La bilancia pende a favore di Édouard Philippe. Secondo un sondaggio Odoxa-Mascaret pubblicato martedì, l'ex Primo Ministro (Orizzonti) vincerebbe il secondo turno delle elezioni presidenziali del 2027 contro Jordan Bardella, con il 52% delle intenzioni di voto contro il 48% di Bardella. Un margine ristretto, quasi testa a testa, ma sufficiente a ribaltare il segnale inviato a novembre dallo stesso istituto di sondaggi, che all'epoca prevedeva una vittoria per il leader del Rassemblement National (53% contro 47%). Un'istantanea, non un destino, ma in politica le istantanee spesso diventano manifesti.

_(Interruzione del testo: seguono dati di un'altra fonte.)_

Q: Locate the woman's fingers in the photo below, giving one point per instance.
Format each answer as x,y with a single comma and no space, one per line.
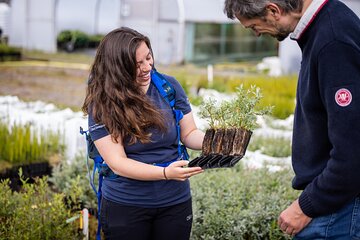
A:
178,171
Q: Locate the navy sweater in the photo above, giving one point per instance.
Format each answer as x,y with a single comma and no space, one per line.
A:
326,137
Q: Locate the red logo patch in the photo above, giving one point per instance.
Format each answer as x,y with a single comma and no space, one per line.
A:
343,97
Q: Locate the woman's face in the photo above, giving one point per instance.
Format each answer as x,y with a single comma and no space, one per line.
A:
144,64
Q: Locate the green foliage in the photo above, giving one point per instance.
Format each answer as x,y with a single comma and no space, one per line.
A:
277,91
272,146
237,113
36,212
67,173
21,144
71,40
238,203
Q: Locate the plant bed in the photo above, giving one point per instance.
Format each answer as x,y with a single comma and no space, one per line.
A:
231,124
29,171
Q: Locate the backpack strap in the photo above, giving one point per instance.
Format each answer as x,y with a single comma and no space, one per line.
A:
168,92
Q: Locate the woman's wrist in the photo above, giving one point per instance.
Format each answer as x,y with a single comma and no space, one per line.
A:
164,173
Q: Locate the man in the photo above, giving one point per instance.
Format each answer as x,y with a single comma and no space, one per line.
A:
326,136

Un secondo turno serrato, un primo turno preoccupante. Perché la storia non finisce con il duello finale. Al primo turno, Jordan Bardella rimarrebbe in testa in tutti gli scenari testati, con un margine tra il 34% e il 38% delle intenzioni di voto e un vantaggio previsto di 13 punti su Édouard Philippe. Due scenari sono sul tavolo: una coalizione di centro e destra moderata attorno a Philippe e un partito LR di destra diviso con Bruno Retailleau. In questo secondo caso, Retailleau otterrebbe l'8% contro il 21% di Philippe, mentre Jean-Luc Mélenchon sarebbe al 12% e Raphaël Glucksmann al 10%.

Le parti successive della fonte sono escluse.